Les raisons sont multiples : le matériel peut être rouillé ou usé, par exemple à cause de rappels ou de moulinettes fréquents. Certains relais ont des points reliés par un morceau de corde et qui perd sa résistance sous l’effet des rayons UV. Parfois, une voie est envahie par la végétation ou l’accès doit être entretenu. Si quelqu’un estime qu’une voie n’est plus digne de confiance ou que d’autres travaux sont nécessaires, il peut remplir un formulaire sur notre site Internet.  

Quelles sont les régions dans lesquels Rebolting est actuellement active ? 

Tout a commencé à Oberhasli. Le collectif qui y existait a inspiré la création de l’association Rebolting qui, au début, était surtout active dans son canton d’origine, Berne. Les cantons de Fribourg et du Jura se sont rapidement joints à l’association, qui couvre aujourd’hui toute la Suisse centrale, le Tessin et le Haut-Valais. L’association East Bolt est active en Suisse orientale et Plan Vertical dans le Bas-Valais. Cela signifie que la Suisse est couverte plus ou moins dans sa totalité. 

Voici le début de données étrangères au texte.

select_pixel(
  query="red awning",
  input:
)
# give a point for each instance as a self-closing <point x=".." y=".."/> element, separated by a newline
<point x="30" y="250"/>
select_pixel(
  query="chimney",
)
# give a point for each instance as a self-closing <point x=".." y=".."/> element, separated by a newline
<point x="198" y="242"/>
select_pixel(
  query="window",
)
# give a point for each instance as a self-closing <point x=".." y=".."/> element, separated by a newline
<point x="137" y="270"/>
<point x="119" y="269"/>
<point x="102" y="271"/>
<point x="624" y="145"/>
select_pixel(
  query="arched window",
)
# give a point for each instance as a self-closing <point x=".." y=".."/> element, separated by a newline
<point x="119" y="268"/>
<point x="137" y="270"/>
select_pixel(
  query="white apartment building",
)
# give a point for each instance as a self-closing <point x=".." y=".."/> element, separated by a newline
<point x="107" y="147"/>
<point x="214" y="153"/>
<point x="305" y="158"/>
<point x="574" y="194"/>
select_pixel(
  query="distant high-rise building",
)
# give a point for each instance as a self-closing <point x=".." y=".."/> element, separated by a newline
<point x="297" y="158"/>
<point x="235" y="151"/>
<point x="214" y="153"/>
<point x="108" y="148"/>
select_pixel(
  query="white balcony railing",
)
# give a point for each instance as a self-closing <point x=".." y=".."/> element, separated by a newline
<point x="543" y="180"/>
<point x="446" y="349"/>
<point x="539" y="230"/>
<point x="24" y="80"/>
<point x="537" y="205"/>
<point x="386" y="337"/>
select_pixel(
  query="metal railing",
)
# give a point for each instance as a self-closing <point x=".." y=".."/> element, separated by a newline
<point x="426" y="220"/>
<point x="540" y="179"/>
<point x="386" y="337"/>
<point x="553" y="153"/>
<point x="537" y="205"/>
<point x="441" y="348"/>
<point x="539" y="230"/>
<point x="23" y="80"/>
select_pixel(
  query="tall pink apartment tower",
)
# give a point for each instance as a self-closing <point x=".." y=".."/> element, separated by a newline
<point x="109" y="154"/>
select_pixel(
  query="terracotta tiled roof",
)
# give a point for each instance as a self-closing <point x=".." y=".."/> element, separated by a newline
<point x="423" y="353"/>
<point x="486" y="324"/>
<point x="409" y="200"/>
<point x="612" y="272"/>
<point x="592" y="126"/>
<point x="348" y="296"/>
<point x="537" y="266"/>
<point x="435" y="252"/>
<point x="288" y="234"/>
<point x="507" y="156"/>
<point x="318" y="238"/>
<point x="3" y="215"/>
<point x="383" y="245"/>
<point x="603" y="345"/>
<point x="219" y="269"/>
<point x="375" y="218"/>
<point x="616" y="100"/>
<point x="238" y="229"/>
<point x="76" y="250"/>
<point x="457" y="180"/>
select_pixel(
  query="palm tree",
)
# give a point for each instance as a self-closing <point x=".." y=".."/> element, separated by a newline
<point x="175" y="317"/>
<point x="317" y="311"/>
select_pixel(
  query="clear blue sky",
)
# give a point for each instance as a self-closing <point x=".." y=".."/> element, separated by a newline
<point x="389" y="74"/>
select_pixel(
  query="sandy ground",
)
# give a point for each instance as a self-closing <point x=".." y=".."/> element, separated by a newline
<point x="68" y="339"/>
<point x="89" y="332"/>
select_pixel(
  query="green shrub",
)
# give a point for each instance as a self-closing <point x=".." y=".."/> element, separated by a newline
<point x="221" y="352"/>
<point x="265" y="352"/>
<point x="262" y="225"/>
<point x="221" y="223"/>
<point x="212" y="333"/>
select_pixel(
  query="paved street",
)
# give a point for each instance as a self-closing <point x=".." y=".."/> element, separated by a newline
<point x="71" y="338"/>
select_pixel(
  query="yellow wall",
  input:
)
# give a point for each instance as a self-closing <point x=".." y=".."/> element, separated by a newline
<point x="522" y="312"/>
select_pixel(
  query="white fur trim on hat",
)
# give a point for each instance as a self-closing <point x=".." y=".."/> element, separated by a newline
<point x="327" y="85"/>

Que peuvent faire les grimpeurs souhaitent soutenir vos efforts ? 

Tout d’abord, ceci : les soutiens à Rebolting, servent exclusivement à l’assainissement des voies. Actuellement on peut le faire sous la forme d’une adhésion à l’association. Nous aimerions bientôt offrir la possibilité de devenir donateur. Notre souhait serait qu’un jour, il devienne naturel pour chaque grimpeur de faire un petit don annuel en faveur de la rénovation des voies. Dans les salles d’escalade, une entrée individuelle coûte jusqu’à 50 francs – cette somme permettrait déjà de réaliser un relais sûr. 

https://www.rebolting.ch/de/support

As-tu un autre souhait à formuler ? 

Je souhaiterais des spits qu’on puisse retirer. Je m’imagine la chose suivante : aujourd’hui on fore un trou, dans 40 ans, on peut retirer l’ancrage en place et réutiliser le trou pour un nouveau spit. Il y a de nombreuses technologies de pointe dans le domaine de l’escalade. Mais le point d’ancrage idéal n’existe pas encore.